Advances in neuroscience over the past decade suggest that the window between birth and age 5 is a critical period of rapid learning and brain development.

“I would rather invest in children than in jails,” said Baca, who is heading a new group known as Fight Crime: Invest in Kids. The Los Angeles County jail spends about $35,000 a year to house and feed each inmate, he said.

President Obama has made a sweeping expansion of preschool education a priority for his second term. He wants to see universal preschool for 4-year-olds, saying that quality early childhood education pays huge dividends by boosting graduation rates, reducing teen pregnancy and bringing down violent crime. Early education for low-income children is estimated to generate $4 to $11 in benefits for every dollar spent on the program, according to a 2011 cost-benefit analysis funded by the National Institutes of Health.

Obama wants to raise $75 billion over the next decade for the plan by doubling the federal tax on cigarettes from $1.01 to $1.95 per pack. They money would allow all low-income and some moderate-income 4-year-olds to attend preschool.

The plan would expand such preschool services to 1.1 million additional 4-year-olds, according to the Education Department.

That idea has been attacked by tobacco companies and is anathema to many anti-tax Republicans.

The administration has said the plan will be a partnership with the states. In the first two years, the federal government would pay 91 percent of the costs, with participating states paying 9 percent. The ratio would gradually shift until the states are paying 75 percent and the federal government 25 percent by the 10th year.

In addition to preschool, Obama is seeking $15 billion for education programs for babies and toddlers.

Four Democratic senators — Patty Murray (Washington), Tom Harkin (Iowa), Bob Casey (Pennsylvania) and Mazie Hirono (Hawaii) — are working on legislation that would incorporate Obama’s preschool plan.

Nearly half of all 4-year-olds and about 20 percent of 3-year-olds were enrolled in state-funded or federally funded preschool programs in 2011, according to the National Institute for Early Education Research at Rutgers University. Those state-funded programs cost taxpayers about $5.5 billion, an average of about $5,000 per child.

The 2008 recession slowed or halted growth of programs, but in recent months, lawmakers in several states have been talking about how to expand access to preschool. In 2013, 24 states either debated expanding or expanded state-funded preschool programs, according to Fight Crime: Invest in Kids. More than half of those states have Republican governors, the group said.

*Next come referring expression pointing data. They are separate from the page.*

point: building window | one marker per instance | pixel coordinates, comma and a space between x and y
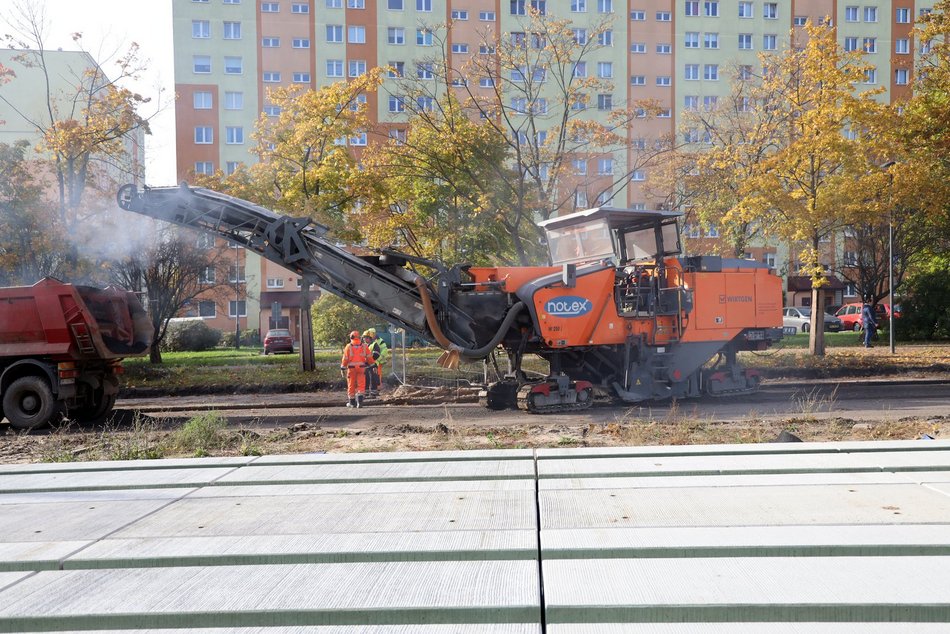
396, 35
232, 30
200, 29
207, 308
202, 100
233, 65
423, 37
396, 69
233, 100
201, 63
356, 34
204, 135
334, 68
234, 135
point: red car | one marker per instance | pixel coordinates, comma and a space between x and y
850, 315
278, 340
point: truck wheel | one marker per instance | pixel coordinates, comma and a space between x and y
29, 403
96, 409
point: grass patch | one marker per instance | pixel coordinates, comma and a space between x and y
201, 435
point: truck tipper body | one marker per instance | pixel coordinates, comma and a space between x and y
61, 348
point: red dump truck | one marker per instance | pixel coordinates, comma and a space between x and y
61, 350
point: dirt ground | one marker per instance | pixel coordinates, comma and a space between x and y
407, 420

Still, 10 states do not fund preschool of any kind. Several, including Indiana, do not compel children to attend kindergarten, so some children first enroll in school in first grade at ages 6 or 7.

Baca helped create a program that allows inmates to receive an education while behind bars.

Five of those inmates have asked a judge to extend their sentence so they can finish their studies and receive a high school diploma, Baca said.

Of the inmates who spent their time in jail learning, 19 percent ended up returning to jail, or half the recidivism rate of the general jail population, he said.